Los Angeles father Shehada Issa accused of fatally shooting son Amir Issa for being gay

Peter Holley
Sunday 03 April 2016 10:36 BST

A Los Angeles prosecutor has accused a 69-year-old man of killing his son for being gay.

Shehada Issa was arrested Tuesday after police were called to his Los Angeles home and found the bodies of Amir Issa, 29, and his mother, whose name has not been released by authorities, according to the Los Angeles Times.

The Los Angeles County district attorney's office told the Associated Press that Issa had threatened to kill his son in the past.

"The murder was committed because of the victim's sexual orientation and because of the defendant's perception of that status and the victims' association with a person and a group of that status," prosecutors said in a statement, according to the AP.

Issa, who is accused of using a shotgun in the killing, was charged Friday with one count of premeditated murder, the Times reported.

If convicted, Issa could serve life in prison without the possibility of parole, according to the Los Angeles Daily News.

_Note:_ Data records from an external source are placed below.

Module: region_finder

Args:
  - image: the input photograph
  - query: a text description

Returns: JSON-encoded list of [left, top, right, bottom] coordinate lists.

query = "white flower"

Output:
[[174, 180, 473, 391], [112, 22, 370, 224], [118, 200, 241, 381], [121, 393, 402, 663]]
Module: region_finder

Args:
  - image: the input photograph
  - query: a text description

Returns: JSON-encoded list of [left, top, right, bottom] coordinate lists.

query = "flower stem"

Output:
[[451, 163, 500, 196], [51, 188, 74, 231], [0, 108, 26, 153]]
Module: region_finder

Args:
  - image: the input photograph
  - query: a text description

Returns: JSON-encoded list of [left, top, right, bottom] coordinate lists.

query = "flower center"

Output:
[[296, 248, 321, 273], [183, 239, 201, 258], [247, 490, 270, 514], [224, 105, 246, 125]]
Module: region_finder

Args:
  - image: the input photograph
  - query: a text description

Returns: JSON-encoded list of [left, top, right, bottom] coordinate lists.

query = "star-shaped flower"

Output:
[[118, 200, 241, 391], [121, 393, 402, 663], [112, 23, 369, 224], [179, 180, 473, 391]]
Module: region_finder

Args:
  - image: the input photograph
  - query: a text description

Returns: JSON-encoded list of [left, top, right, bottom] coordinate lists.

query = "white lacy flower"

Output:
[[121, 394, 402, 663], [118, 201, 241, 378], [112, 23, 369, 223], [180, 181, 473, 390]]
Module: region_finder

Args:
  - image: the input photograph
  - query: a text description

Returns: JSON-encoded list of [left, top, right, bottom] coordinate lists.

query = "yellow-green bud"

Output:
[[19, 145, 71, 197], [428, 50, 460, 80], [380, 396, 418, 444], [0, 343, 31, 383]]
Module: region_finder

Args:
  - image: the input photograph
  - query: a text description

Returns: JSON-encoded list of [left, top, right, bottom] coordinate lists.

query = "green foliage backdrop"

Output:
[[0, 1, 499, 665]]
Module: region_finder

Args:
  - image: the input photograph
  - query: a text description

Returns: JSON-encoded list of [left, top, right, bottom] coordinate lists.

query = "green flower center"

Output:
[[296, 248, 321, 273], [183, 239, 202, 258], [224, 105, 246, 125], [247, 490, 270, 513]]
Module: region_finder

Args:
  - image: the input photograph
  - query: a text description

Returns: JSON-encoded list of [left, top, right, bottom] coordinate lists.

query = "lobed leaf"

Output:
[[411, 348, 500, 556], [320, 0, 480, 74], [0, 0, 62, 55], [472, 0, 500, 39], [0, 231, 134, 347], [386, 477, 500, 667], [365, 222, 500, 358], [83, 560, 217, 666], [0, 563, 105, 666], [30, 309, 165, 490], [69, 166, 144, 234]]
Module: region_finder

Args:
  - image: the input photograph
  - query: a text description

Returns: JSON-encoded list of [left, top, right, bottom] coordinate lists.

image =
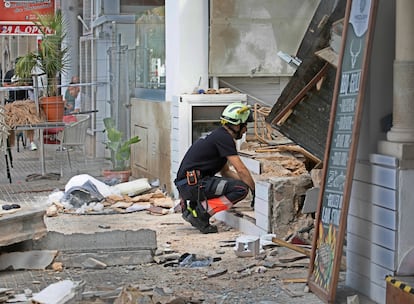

Issa told police, according to the Daily News, that he didn't kill his wife, but instead found her in their home's bathroom, where she was already dead. The paper reported that Issa claims he armed himself after finding her body and then encountered his son, who threatened him with a knife, leading to a shooting.

Police found the son's body in the backyard, according to NBC affiliate KNBC.

"The suspect made incriminating statements implicating himself in the death of (the son) and was arrested for murder," Operations Valley Bureau homicide detective John Doerbecker told the Daily News. "He claimed (the son) was armed with a knife, and there was no knife to be found (there).

"It was a horrible family tragedy."

Doerbecker added that the father and son had a history of conflict, with the son vandalising the home and his parents attempting to kick him out of the house. Neighbours told the paper that the father and son were often overheard fighting.

image001 A 2015 Pew Research Center survey highlighted shifting parental attitudes about gay children. (Image courtesy of Pew Research Center)

Jim Key, a spokesman for the Los Angeles LGBT Center, told the Times that it's not uncommon to hear about gay children who feel threatened by their parents.

"It's horrific," he said, referring to Issa's killing. "Despite all the civil rights victories we've had in the last few years, we still live in a society where people face violence or even murder by their parents, simply by being open about their sexual orientation or gender identity.

"We see this all the time at the center in the faces of the kids who come to us, all over the country, because they no longer feel safe in their home," he said late Friday.

Parental attitudes about having a gay child continue to shift, but a sizable number of American parents remain troubled by the idea.

A 2015 Pew Research poll found 39 percent of parents saying they would be at least somewhat upset if their child told them they were gay, down from 60 percent in 2004 and 89 percent in a 1985 Los Angeles Times survey.

Citing a Los Angeles County report, Christopher Argyros, manager of the Los Angeles LGBT Center's Anti-Violence Project, said in a statement last year, that "one-third of the reported hate crimes occurred at the homes of the survivors."

"Nearly every day we receive calls from people who are being harassed, threatened and even attacked where they live -- usually by neighbours and apartment managers," Argyros said. "It is remarkably common."

Prosecutors said an investigation into the mother's killing continues, according to the Daily News.

The AP reported that Issa is being held without bail pending and is scheduled to be arraigned on April 11.